By Rob Rose

There are so many balls in the air that it’s hard to know quite what to make of the two-pot retirement regime set to launch in September.

The new system divides pension savings into three parts: a retirement component, accessible only on retirement; a savings pot, from which between R2 000 and R30 000 can be withdrawn annually under specific circumstances; and a vested pot, which includes contributions made before September.

With less than two months to go, there’s much angst in the pension-fund industry about how this will play out. The known unknowns include the precise tax implications of the new regime and the collective sum that’ll be withdrawn from the pension-fund system once members can access part of their savings.

So, what exactly are trustees of pension funds fretting about?

At a webinar in early July, Ann Leepile, chief executive of Alexforbes Investments, revealed the top three questions trustees are asking:

  • Will we have enough cash on hand to cover withdrawals from the savings pot?

  • What happens if many members decide to take their savings out all at once?

  • Should our retirement fund’s investment strategy change?

While some of this remains unclear, the good news is that it seems most of this anxiety appears to be unnecessary.

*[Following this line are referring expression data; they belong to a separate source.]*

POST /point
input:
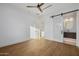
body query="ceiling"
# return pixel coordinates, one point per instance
(56, 8)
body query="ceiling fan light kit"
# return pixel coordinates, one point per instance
(39, 5)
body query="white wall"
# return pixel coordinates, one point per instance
(73, 15)
(53, 29)
(56, 9)
(14, 25)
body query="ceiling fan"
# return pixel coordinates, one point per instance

On the first question, Leepile said that about 1% to 2% of assets are expected to flow out of funds once people can access the savings pot. Overall, she said, the industry is confident there will be enough liquidity to meet withdrawals.

Regarding the second concern, it’ll be important for funds to ensure they have readily available cash, as none of them will want to sell off large long-term investments in a hurry. After all, asset values are never protected in a fire sale.

When it comes to a fund’s investment strategy, Leepile pointed out that there have been no legislative changes that require an overhaul. “The long-term purpose and objective of retirement savings remains unchanged,” she said.

As you’d expect, pension-fund members have just as many questions, including how the savings component of their fund should be invested, how often they should withdraw from that savings pot, and the impact of withdrawals on their long-term retirement plans.

Fundamentally, these questions remain interlinked, because the more someone takes out of their pension fund, the less they’ll have to live on later.

Withdrawing savings should be “a last resort”, said Leepile. This is especially important as any withdrawal will be taxed at that individual’s marginal rate – a not-inconsiderable bite out of what they’ll have for their golden years.

Nonetheless, John Anderson, an executive for enablement and solutions at Alexforbes, said the new two-pot regime is likely to lead to “improved retirement outcomes” for pension-fund members, striking a balance between “long-term financial security and immediate financial needs”.

This is because the new savings pot provides flexibility to help individuals squash their unsecured debt, or save for a child’s education. The old notion that nobody should have access to pension-fund savings before retirement is “unrealistic and removed from reality”, he said.

If these are the main concerns for members and trustees, the industry itself is closely monitoring the likely outflows.

It was always expected that the outflows from funds, once individuals can cash in part of their savings, would be substantial. In June, Alexforbes said it expected about R55bn in outflows from the industry during the first year, based on an extrapolation from the funds it administers.

Anderson, however, suggests this figure could go up to R100bn. “We’ll only know when we get there,” he said.

This illustrates how tricky it is to model accurately when so many variables depend on human behaviour. What is clear is that these numbers will vastly change the economics of the retirement fund industry – and the extra costs implied in this new system will have to be absorbed somewhere.